Another paper on glycine notes that “Glycine also inhibits the proliferation and migration of endothelial cells and smooth muscle cells, suggesting that glycine may be beneficial in inhibiting graft rejection, cardiovascular disease, and angiogenesis.” These effects occur via glycine’s reduction of the inflammatory immune response. This paper also reports that “In rats injected with PG-PS [a primary structural component of gram-positive bacterial cell walls that causes a rheumatoid arthritis condition in rats] intra-articularly, dietary glycine attentuates ankle swelling and decreases infiltration of inflammatory cells, edema, and synovial hyperplasia in the joint.” Hence, by modulating immune activation, glycine may be a useful therapeutic for some autoimmune diseases.

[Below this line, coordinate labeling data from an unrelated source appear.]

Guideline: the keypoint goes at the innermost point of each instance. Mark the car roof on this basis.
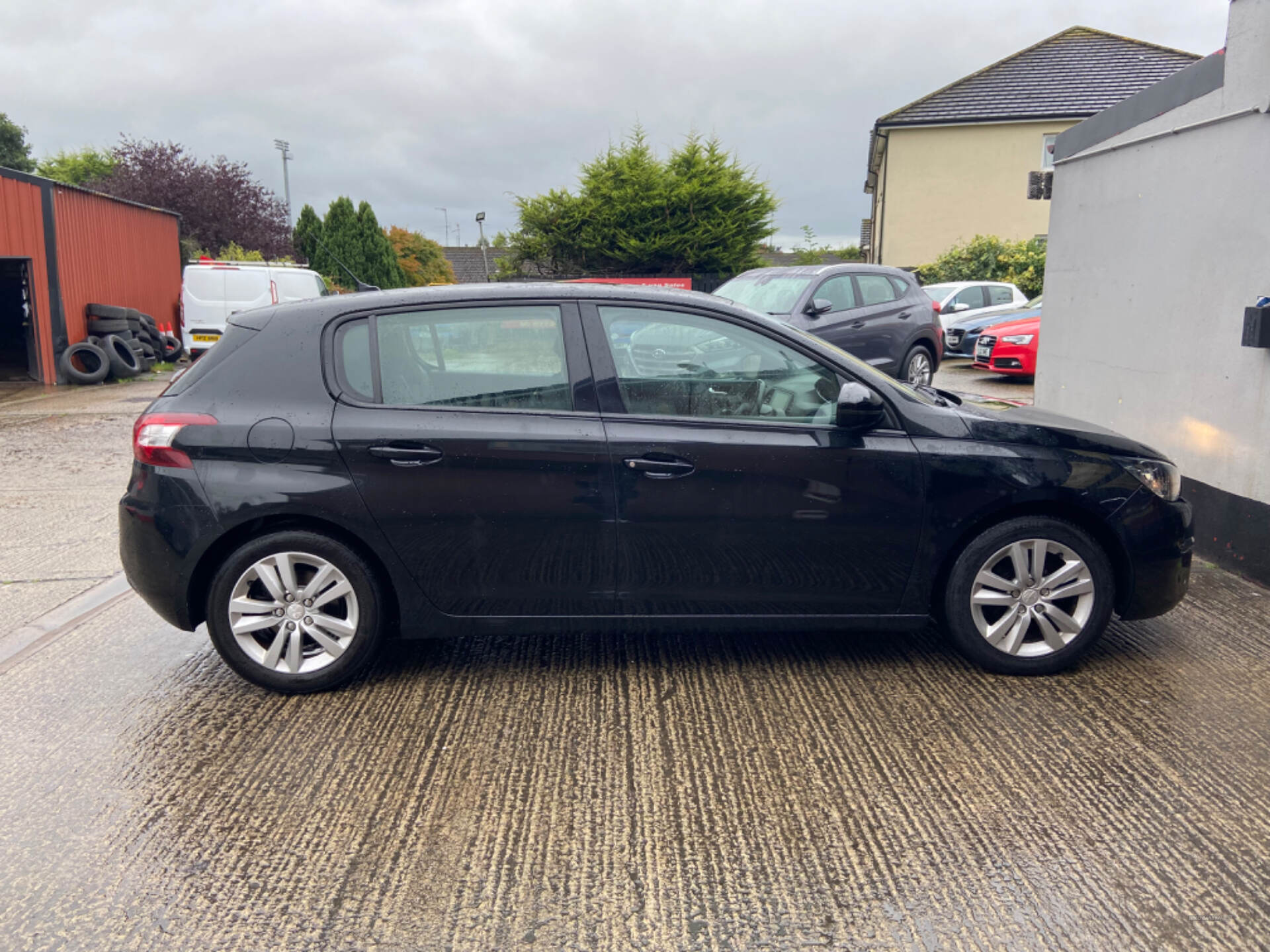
(810, 270)
(368, 301)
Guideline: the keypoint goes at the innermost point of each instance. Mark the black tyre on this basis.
(110, 311)
(331, 625)
(1029, 596)
(101, 327)
(172, 348)
(84, 364)
(125, 361)
(919, 366)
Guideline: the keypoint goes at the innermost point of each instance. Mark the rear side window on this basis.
(248, 285)
(296, 286)
(875, 288)
(469, 357)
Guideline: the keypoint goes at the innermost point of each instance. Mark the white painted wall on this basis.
(1155, 251)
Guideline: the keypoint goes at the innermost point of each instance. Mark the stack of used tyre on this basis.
(121, 343)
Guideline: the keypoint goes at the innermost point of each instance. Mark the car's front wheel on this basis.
(1029, 596)
(919, 366)
(295, 612)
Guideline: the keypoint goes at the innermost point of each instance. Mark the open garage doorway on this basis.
(17, 321)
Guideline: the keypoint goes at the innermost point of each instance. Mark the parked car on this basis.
(980, 298)
(878, 314)
(211, 291)
(1010, 348)
(962, 334)
(470, 459)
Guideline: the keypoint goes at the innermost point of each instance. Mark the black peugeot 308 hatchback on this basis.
(534, 457)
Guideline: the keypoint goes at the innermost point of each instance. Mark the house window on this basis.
(1047, 151)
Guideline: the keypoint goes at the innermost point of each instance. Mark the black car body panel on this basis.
(539, 520)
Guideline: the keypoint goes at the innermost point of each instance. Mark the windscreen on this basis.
(767, 294)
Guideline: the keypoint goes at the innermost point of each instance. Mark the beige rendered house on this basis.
(954, 164)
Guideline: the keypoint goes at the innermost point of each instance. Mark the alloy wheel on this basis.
(294, 612)
(920, 368)
(1032, 598)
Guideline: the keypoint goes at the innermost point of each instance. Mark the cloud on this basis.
(461, 104)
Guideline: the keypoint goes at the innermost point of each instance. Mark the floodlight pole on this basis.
(285, 147)
(484, 255)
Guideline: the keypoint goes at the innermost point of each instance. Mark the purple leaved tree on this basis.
(218, 201)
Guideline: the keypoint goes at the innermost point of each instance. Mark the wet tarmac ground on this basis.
(648, 793)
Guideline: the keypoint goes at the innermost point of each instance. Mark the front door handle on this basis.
(407, 456)
(659, 469)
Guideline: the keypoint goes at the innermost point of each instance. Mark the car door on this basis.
(737, 494)
(888, 317)
(474, 437)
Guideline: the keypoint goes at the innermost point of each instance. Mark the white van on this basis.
(211, 291)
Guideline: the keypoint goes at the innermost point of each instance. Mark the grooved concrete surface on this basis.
(644, 793)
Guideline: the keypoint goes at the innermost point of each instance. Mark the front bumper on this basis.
(1159, 539)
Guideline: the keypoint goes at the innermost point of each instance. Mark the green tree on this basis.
(77, 168)
(306, 234)
(342, 241)
(15, 149)
(422, 260)
(634, 214)
(381, 262)
(990, 258)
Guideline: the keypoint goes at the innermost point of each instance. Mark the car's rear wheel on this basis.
(919, 366)
(295, 612)
(1029, 596)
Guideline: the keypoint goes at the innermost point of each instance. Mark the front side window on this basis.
(875, 288)
(468, 357)
(840, 292)
(683, 365)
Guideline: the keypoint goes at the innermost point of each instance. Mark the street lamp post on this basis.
(484, 255)
(285, 147)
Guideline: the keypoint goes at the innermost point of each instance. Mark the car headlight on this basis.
(1161, 477)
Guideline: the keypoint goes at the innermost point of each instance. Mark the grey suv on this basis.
(878, 314)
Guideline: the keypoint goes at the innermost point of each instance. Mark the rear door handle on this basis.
(407, 456)
(659, 469)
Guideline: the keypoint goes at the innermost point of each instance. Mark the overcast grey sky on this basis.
(421, 104)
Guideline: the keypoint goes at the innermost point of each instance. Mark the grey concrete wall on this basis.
(1155, 251)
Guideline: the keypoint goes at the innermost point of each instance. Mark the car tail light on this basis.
(153, 437)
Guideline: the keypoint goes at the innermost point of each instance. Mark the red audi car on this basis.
(1009, 348)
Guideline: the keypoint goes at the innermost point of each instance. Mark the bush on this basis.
(990, 258)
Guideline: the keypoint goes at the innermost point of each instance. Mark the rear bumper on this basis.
(164, 527)
(1159, 537)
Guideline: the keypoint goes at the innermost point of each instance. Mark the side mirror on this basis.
(859, 408)
(817, 306)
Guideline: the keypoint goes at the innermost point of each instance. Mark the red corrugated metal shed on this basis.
(22, 235)
(87, 248)
(111, 253)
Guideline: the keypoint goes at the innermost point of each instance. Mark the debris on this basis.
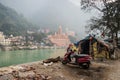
(52, 60)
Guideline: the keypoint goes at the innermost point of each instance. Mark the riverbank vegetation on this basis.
(109, 21)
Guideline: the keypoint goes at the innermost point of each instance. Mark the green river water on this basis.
(8, 58)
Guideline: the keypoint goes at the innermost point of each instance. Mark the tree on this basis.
(110, 20)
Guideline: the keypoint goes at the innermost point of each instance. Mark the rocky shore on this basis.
(56, 71)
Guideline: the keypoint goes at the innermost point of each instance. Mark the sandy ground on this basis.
(108, 70)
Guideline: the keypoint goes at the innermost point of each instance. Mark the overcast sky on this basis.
(31, 7)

A third paper reports that administration of glycine one hour after cecal (part of the large intestine) ligation and puncture (a procedure producing highly deadly sepsis in the absence of treatment) decreased the mortality rate in male adult rats from 50% to 0% at 10 days after the procedure. These authors conclude that “… this amino acid appears to be a useful adjunct for maintaining cellular functions and preventing lethality from polymicrobial sepsis.”

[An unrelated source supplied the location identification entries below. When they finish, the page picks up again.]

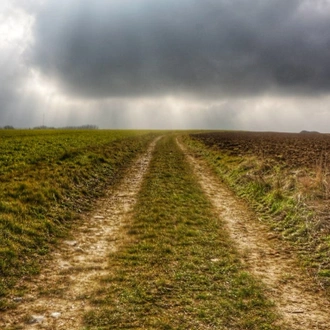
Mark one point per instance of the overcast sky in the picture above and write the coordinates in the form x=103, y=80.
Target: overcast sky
x=211, y=64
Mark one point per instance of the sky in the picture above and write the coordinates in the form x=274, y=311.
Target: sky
x=261, y=65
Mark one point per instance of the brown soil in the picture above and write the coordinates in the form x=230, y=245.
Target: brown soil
x=58, y=297
x=296, y=296
x=289, y=149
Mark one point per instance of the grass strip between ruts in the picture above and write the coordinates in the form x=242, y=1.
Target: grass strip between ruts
x=39, y=203
x=178, y=268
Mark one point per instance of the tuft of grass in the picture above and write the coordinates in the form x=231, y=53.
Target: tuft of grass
x=178, y=268
x=283, y=197
x=48, y=179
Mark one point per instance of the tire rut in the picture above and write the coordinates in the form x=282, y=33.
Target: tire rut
x=59, y=296
x=295, y=296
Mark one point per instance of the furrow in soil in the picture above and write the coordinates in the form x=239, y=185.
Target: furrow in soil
x=302, y=305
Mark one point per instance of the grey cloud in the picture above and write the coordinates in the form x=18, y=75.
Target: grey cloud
x=205, y=48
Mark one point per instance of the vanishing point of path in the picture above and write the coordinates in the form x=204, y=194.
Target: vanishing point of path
x=58, y=298
x=296, y=299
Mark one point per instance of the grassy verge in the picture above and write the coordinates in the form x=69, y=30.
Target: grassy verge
x=40, y=199
x=282, y=198
x=178, y=268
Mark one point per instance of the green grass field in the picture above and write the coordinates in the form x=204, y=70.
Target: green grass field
x=176, y=267
x=47, y=179
x=179, y=269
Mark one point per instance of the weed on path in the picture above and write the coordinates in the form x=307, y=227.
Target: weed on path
x=60, y=295
x=270, y=260
x=177, y=268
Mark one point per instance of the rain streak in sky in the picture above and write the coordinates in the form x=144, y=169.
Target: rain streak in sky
x=202, y=64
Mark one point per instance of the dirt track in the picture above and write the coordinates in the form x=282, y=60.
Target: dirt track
x=58, y=298
x=293, y=293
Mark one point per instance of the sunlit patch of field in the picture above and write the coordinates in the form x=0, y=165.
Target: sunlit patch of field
x=177, y=268
x=47, y=179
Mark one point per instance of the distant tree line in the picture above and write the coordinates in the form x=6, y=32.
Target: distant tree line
x=7, y=127
x=68, y=127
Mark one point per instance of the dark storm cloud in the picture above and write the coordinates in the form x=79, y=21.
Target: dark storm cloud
x=210, y=47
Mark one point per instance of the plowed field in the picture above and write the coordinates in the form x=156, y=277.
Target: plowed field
x=290, y=149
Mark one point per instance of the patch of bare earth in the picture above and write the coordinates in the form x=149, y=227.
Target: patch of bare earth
x=58, y=297
x=296, y=296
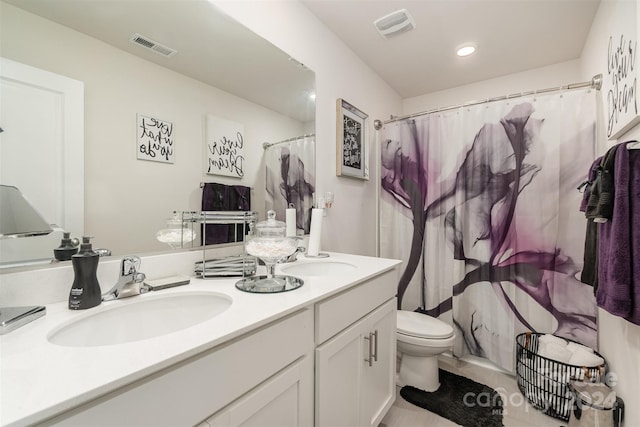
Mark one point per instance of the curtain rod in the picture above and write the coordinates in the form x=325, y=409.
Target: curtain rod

The use of glycine for these purposes is, of course, experimental. It is not clear what the proper dose should be or what possible problems might be caused by excessive doses. There has been little study of glycine’s use as a therapeutic in humans, except as an antirejection agent in transplantation, and data on potential toxicity of chronic high-dose intake are limited.
- Spittler et al. Immunomodulatory effects of glycine on LPS-treated monocytes: reduced TNFalpha production and accelerated IL-10 expression. FASEB J 13:563-71 (1999).
- Zhong et al. L-Glycine: a novel anti-inflammatory, immunomodulatory, and cytoprotective agent. Curr Opin Clin Nutr Metabol Care 6:229-40 (2003).
- Yang et al. Glycine attenuates hepatocellular depression during early sepsis and reduces sepsis-induced mortality,” Crit Care Med 29:1201-6 (2001).